This post was written on 22nd October, 2016. On an auto back from Bandra to Andheri. It is now 28 years since JJWS released. All of it is still true for me.
Today I went for an event (as part of the MAMI Film Festival) that brought together the cast and crew of Jo Jeeta Wohi Sikandar. It was a session of great energy and fun as it was obvious the people were really happy to be back together.
While JJWS was very successful commercially and even won the Filmfare award for Best Film, I don't remember any craze or euphoria around the film. But over the years, it has become something of a classic - a delightful mix of college romance, sibling rivalry, great music and rushes of adrenaline that can only come from sports. It is one of those Hindi films that you can watch for any length of time, starting anywhere and walk away feeling happy. Unless of course, you are in the middle of the cycle race, then there's no walking away.
Even now, my fists clench when they shout “Veer bahadur ladke kaun…”. I get goosebumps when Ratan screams “Change the gear, Sanju, change the gear!” And I get a lump in my throat - lately - when the father sits at the table while his son lies in the ICU.
The team talked of some delightful anecdotes, recounted the massive chaos around the film's shooting and agreed that it was one film 'made for the times’. They talked about the realism of the two characters (especially Sanjay Lal Sharma) and how he 'connected’ despite being a 'hero’. What they didn't talk about is how well the father's character is written.
I remember watching the movie on TV one afternoon and my father was also in the same room. He observed Sanju’s antics with exasperation and sighed audibly as the wastrel gifted an expensive necklace to a 'gold digger'. Ultimately we got to the (not so remembered) scene where Ramlal asks Sanju what he had done with the money he hadn't deposited at the bank. Sanju responded petulantly, “Yeh main aapko bata nahin sakta lekin main poore paise waapas kar doonga.” Just as Kulbhushan Kharbanda landed a resounding slap on Aamir Khan, my father gave vent to his feelings and said “Theek korechhey!” (Rightly done!)

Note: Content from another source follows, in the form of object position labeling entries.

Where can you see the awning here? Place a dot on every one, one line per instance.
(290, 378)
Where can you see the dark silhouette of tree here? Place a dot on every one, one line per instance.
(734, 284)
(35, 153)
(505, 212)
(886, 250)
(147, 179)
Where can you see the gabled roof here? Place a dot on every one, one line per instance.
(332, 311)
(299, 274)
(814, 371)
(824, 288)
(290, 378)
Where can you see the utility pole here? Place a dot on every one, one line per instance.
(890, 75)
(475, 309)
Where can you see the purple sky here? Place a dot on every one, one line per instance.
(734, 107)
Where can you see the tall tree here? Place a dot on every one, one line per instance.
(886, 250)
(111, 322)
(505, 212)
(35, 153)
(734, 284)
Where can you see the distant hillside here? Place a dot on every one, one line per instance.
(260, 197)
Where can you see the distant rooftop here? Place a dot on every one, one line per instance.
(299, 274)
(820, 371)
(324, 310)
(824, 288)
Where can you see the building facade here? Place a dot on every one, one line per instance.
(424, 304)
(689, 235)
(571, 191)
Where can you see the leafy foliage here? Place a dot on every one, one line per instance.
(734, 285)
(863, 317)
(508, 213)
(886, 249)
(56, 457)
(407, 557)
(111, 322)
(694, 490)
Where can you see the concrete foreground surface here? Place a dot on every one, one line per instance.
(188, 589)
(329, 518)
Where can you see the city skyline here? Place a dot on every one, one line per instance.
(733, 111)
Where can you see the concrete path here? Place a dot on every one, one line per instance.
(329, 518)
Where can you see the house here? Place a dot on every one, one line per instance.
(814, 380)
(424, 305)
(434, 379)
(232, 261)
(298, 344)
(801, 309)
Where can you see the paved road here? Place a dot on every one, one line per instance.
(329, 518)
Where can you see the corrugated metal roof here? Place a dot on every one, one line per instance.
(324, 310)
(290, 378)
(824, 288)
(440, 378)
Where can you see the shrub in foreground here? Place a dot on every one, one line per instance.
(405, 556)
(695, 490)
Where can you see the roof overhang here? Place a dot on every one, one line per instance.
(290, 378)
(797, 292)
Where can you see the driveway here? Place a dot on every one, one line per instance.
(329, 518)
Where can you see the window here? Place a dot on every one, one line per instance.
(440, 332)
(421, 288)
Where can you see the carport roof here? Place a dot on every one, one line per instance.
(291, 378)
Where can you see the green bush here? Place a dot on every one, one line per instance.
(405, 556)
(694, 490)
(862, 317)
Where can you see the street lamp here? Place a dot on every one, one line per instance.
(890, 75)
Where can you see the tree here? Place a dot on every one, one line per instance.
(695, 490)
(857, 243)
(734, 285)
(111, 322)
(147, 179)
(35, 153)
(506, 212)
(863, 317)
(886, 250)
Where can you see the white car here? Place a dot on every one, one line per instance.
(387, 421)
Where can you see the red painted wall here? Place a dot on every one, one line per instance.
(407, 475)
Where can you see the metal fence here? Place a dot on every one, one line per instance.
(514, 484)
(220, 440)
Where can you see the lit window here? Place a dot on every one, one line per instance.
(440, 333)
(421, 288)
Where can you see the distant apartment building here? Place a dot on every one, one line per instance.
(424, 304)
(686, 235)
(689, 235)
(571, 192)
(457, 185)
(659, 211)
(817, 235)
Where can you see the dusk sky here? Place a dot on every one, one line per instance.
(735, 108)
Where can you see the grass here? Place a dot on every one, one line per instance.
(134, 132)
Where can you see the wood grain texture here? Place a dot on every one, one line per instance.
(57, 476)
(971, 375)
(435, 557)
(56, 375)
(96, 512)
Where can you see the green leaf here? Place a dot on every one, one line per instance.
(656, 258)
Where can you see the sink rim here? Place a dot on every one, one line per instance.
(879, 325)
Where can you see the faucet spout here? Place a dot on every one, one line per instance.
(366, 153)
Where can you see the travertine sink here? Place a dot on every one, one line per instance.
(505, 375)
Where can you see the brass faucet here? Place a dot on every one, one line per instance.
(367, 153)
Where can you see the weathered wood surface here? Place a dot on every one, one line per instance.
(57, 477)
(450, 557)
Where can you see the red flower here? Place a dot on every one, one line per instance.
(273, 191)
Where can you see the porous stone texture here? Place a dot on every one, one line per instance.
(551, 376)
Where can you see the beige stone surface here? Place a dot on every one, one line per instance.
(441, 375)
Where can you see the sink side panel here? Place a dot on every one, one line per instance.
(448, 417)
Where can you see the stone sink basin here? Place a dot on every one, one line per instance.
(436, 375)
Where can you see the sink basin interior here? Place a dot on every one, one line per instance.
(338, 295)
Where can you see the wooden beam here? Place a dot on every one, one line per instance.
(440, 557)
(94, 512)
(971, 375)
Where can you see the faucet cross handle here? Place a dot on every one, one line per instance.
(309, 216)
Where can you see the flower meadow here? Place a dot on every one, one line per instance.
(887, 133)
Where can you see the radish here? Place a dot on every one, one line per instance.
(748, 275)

As a father, I now realise how real that response is… as a parent, you don't expect your children not to make mistakes. You just expect them to learn/own up. It is a fairly complex emotion but that's what snaps a circuit in a parent's brain. Today, I went back to that day in Calcutta when my dad and I were seemingly rooting for different characters (he for the father and I for the son) but what both of us really wanted was for the son to win.
At the end of the programme, the floor was opened for audience questions. I wanted to ask a question to Mansoor Khan about the father's character (as no one talked about him). But I wasn't sure that I would be able to do it with a lump in my throat.
I guess that's what makes the film a classic.